2 As notified to my Associate, by telephone, immediately prior to the Hearing on 20 June 2019.
3 Stogiannidis v Victorian Frozen Foods Distributors Pty Ltd [2018] FWCFB 901(Stogiannidis) at [14].
4 Nulty v Blue Star Group Pty Ltd [2011] FWAFB 975(Nulty) at [12] and Perry v Rio Tinto Shipping Pty Ltd t/a Rio Tinto Marine[2016] FWCFB 6963 (Perry) at [21].
5 Ibid.
6 Perry at [23]; Matthews v Roy Morgan Interviewing Services Pty Ltd[2018] FWC 7355 at [7].
7 Stogiannidis at [39].
8 Green v Bilco Group Pty Ltd[2018] FWC 6818 at [8].
9 Shaw v Australia and New Zealand Banking Group Limited[2015] FWCFB 287 at [12]; Ozsoy v Monstamac Industries Pty Ltd[2014] FWCFB 2149 at [31]-[33]; Perry at [23].
10 Item 1d of Applicant’s Outline of Submissions filed 3 June 2019.

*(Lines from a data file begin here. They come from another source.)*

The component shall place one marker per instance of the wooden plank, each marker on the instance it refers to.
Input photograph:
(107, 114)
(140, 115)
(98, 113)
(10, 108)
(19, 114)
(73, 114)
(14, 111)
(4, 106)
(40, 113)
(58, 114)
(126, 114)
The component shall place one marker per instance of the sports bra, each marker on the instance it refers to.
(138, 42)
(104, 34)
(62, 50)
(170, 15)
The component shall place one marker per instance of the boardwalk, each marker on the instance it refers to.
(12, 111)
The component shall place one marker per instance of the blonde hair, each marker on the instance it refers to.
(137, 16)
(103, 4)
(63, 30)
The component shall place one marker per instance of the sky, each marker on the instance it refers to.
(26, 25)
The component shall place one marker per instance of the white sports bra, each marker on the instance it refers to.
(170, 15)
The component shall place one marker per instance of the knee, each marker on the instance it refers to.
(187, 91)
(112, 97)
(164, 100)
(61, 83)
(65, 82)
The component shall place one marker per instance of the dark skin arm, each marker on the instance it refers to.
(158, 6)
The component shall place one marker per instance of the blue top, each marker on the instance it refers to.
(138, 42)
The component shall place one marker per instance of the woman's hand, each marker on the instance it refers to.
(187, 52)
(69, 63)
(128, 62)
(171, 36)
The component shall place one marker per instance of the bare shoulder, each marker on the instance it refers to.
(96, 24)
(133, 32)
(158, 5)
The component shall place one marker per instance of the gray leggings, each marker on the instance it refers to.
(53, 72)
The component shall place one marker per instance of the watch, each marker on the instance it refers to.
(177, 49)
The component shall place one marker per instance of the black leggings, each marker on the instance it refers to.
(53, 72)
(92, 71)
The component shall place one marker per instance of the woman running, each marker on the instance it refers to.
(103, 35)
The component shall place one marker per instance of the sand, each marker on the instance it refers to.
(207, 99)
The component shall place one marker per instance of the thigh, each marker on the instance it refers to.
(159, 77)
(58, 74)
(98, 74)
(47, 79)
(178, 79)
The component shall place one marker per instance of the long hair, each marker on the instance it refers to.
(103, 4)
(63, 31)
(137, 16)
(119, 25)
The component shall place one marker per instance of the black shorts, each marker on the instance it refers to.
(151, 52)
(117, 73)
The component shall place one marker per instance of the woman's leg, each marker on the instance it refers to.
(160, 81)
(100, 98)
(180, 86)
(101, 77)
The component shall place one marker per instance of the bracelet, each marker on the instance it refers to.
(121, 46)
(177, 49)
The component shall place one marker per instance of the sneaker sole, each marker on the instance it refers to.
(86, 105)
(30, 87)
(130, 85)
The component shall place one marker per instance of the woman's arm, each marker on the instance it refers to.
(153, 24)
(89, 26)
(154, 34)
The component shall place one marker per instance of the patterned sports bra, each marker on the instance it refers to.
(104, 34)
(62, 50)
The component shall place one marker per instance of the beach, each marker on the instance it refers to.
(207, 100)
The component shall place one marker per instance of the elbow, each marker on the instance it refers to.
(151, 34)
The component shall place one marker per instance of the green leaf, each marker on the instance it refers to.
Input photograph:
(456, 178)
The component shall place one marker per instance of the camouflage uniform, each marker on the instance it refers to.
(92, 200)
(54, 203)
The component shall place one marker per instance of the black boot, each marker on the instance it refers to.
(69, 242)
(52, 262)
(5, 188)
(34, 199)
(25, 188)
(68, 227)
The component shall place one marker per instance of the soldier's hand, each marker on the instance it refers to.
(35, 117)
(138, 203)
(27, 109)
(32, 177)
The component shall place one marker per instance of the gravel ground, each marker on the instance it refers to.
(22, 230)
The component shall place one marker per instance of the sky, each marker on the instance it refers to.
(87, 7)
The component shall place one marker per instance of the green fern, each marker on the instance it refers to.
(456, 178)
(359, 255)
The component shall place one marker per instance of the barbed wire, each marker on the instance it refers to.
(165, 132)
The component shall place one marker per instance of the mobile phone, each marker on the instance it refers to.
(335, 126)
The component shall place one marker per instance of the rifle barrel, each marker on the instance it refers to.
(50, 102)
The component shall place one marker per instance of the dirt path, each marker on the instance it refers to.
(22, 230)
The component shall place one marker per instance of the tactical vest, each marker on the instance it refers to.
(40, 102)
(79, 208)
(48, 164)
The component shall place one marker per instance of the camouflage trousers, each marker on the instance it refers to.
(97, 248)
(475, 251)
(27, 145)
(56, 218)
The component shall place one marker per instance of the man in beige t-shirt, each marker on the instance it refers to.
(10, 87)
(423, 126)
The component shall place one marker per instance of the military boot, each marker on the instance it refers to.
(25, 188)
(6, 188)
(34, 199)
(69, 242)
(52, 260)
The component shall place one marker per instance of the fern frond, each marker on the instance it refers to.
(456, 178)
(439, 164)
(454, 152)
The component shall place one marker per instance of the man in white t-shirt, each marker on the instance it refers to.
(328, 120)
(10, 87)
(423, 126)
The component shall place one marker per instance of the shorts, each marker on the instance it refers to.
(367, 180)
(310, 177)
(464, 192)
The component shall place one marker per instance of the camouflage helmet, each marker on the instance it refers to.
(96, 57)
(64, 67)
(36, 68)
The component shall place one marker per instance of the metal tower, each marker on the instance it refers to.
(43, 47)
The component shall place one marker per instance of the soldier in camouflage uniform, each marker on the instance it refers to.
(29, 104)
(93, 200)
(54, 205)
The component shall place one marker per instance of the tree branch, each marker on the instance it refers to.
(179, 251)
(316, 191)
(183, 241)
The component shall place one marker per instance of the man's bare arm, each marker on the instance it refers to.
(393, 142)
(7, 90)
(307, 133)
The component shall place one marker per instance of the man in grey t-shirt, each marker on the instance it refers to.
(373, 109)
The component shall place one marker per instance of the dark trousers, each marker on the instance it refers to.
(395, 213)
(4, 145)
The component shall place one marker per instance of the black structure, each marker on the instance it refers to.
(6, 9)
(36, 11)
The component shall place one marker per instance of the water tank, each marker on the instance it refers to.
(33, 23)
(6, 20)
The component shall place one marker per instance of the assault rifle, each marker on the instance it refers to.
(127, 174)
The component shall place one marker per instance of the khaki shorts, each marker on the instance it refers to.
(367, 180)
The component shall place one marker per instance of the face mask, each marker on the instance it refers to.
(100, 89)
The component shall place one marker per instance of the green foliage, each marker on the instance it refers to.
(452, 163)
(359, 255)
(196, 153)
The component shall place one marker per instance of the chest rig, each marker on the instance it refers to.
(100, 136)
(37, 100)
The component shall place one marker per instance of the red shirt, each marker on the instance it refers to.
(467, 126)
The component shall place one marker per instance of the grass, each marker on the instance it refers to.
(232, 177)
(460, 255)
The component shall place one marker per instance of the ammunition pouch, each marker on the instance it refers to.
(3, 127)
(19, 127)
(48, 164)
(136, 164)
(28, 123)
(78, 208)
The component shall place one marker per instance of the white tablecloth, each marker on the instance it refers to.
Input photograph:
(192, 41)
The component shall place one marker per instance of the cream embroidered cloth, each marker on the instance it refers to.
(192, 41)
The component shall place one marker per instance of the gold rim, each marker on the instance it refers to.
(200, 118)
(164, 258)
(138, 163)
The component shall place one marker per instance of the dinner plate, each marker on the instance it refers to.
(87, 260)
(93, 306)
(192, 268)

11 Item 1d of Applicant’s Outline of Submissions filed 3 June 2019 and Applicant’s evidence at the Hearing on 20 June 2019.
12 Applicant’s evidence at the Hearing on 20 June 2019.
13 See screenshots at Item 3.1 of Form F8 Application filed 13 May 2019.
14 Item 1.4 of Form F8 Application filed 13 May 2019.
15 Mr Markos Wilson v Woolworths[2010] FWA 2480 at [19].
16 Item 1g of Respondent’s Outline of Submissions filed 13 June 2019.
17 See screenshot of termination email at item 1b of Applicant’s Outline of Submissions filed 3 June 2019.
18 Item 1.4 of Form F8 Application filed 13 May 2019.